Implications for Sunflower Crops
Testing the impact of canopy R/FR ratios by experimental manipulation of these signals at crop level is not feasible with available technology (at least without interfering with PAR). In principle, however, yield responses to R/FR ratio observed here could be an underestimation of those taking place at commercial densities for two reasons. First, while only the light environment of the stem was experimentally modified here, at commercial densities the R/FR ratio signal reaches the stem at early stages of canopy growth and both the stems and the leaves when the leaves mutually shade each other (Rousseaux et al., 1999). At least in other species, the leaves are also photoreceptive organs that contribute to the stem growth response (Casal and Smith, 1988). Second, in the present experiments, competition for PAR was negligible, whereas in commercial density crops, the low R/FR signals partially overlap in time with reduced PAR. Lowering PAR does not reduce stem responses to R/FR ratio (Fig. 3), but scarcity of photoassimilates due to mutual plant shading could exacerbate the competition between the stem and reproductive structures.
Low R/FR ratios increased stem growth and reduced grain yield, but this negative correlation between both variables does not apply to genetic variation.

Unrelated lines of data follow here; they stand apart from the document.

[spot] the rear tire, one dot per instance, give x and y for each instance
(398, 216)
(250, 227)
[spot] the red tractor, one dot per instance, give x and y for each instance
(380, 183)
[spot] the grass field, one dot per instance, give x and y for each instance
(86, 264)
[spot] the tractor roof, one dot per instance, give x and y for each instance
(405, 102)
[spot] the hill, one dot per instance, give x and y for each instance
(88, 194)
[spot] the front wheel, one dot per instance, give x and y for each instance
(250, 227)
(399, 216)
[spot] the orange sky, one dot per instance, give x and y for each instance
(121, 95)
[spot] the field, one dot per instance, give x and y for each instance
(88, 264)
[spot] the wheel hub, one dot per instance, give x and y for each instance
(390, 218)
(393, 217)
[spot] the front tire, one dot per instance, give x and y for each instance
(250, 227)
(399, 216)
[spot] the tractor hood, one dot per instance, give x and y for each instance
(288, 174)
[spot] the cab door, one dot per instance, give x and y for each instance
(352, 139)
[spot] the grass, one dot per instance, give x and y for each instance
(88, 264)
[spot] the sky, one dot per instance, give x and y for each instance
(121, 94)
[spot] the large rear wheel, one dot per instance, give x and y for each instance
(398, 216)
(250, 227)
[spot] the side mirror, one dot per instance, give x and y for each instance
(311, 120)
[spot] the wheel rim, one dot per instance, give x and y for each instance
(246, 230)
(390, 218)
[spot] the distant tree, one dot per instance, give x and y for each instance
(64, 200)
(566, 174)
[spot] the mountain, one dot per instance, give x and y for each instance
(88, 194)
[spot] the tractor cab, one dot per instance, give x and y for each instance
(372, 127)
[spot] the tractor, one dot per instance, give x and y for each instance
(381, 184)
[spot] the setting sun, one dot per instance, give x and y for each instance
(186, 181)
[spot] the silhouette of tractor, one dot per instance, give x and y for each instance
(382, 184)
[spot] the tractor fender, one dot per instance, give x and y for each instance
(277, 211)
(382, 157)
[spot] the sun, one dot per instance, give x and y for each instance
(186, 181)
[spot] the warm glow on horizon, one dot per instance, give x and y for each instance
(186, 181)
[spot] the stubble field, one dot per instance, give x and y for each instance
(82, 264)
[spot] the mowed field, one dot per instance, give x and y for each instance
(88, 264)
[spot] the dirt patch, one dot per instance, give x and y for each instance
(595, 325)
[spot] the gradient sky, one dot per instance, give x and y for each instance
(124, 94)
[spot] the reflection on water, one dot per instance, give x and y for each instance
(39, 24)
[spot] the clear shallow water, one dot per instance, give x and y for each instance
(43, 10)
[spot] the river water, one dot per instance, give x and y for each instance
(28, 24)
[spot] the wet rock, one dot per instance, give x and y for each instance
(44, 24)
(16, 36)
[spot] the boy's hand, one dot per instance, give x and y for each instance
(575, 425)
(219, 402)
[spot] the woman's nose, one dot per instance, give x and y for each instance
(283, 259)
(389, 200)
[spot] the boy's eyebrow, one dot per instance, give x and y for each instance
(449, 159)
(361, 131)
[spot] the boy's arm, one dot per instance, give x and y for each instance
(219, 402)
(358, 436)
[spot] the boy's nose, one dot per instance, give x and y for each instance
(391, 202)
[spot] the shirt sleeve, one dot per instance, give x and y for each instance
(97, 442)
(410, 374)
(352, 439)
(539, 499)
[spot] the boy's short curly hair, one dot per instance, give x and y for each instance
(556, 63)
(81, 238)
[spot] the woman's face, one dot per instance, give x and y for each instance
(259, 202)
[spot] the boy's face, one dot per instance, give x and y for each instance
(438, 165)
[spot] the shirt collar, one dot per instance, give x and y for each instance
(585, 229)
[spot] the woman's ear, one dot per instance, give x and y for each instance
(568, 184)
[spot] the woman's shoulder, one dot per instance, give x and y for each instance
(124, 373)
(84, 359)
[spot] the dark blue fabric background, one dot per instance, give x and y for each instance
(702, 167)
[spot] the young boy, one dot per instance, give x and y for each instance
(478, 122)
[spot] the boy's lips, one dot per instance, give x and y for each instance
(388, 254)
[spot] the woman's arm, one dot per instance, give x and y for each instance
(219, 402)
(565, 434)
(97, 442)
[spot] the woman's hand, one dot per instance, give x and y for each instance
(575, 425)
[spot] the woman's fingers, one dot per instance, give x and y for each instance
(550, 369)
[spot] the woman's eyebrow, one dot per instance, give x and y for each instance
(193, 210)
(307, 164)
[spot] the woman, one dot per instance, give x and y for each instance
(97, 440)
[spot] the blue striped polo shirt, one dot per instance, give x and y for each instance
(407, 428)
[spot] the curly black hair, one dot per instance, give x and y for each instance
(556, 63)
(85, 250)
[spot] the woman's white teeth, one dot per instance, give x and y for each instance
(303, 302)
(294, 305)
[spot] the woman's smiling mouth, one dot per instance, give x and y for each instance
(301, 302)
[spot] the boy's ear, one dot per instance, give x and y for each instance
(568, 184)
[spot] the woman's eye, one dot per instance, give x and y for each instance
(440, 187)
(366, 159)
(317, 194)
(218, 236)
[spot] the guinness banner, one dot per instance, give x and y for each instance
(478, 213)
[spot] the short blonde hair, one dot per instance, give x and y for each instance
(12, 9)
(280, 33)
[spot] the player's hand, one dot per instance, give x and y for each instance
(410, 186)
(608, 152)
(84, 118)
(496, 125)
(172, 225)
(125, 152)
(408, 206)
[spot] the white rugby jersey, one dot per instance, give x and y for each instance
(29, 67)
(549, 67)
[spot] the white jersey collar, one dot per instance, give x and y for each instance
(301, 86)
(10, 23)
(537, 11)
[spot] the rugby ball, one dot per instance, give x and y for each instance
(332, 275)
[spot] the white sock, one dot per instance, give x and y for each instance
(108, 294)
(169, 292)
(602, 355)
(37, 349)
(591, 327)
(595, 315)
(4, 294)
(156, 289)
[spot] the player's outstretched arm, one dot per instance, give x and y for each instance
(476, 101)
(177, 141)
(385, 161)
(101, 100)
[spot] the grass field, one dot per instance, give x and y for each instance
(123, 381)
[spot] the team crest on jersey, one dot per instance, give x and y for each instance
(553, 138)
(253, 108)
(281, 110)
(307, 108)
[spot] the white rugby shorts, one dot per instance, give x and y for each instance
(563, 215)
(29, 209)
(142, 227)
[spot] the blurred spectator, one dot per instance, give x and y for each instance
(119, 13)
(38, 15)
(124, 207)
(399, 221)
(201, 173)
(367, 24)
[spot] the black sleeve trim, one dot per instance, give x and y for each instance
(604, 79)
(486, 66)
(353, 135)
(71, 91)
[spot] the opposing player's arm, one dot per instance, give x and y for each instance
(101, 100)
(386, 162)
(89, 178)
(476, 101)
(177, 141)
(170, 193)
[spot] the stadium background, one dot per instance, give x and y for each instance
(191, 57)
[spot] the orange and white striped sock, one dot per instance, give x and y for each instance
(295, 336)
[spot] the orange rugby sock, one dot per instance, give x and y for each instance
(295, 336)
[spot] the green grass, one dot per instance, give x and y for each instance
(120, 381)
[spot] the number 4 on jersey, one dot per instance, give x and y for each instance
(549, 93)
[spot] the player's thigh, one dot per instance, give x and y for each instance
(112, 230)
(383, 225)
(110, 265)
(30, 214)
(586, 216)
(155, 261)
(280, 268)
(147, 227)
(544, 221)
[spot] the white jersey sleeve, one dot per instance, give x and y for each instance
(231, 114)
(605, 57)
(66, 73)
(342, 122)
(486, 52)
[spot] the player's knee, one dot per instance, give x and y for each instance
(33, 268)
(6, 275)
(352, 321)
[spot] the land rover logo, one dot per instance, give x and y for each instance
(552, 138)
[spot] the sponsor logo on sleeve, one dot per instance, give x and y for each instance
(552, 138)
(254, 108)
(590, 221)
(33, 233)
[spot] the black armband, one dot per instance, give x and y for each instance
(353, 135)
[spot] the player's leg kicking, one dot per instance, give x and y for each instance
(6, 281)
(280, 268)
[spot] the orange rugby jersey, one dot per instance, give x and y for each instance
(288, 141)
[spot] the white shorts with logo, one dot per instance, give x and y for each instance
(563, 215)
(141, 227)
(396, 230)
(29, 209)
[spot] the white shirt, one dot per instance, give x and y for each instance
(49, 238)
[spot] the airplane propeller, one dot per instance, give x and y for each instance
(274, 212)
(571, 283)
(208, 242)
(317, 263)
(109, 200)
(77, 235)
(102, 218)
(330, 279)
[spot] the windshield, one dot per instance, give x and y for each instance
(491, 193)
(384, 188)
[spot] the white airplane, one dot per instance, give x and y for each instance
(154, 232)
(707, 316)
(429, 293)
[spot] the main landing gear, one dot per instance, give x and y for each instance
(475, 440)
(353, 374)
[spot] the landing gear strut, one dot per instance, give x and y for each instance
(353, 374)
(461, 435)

Plants of the cultivar Guayacán II were the tallest (Fig. 1) but did not yield consistently less than the other cultivars (Table 2). We have extended a similar analysis to a large number of cultivars grown at commercial densities without finding a negative correlation between cultivar yield and cultivar stature. The analysis was repeated for 12 sets of data, including different locations and sowing dates. Actually, in two trials we observed a positive correlation (Fig. 4) . This result indicates that, at least under certain field conditions, genetic variability in sunflower yield could be the reflection of overall plant vigor, and yield could eventually be improved via changes in harvest index. The latter possibility is consistent with the observation that low R/FR ratios increase stem dry weight and reduce grain dry weight.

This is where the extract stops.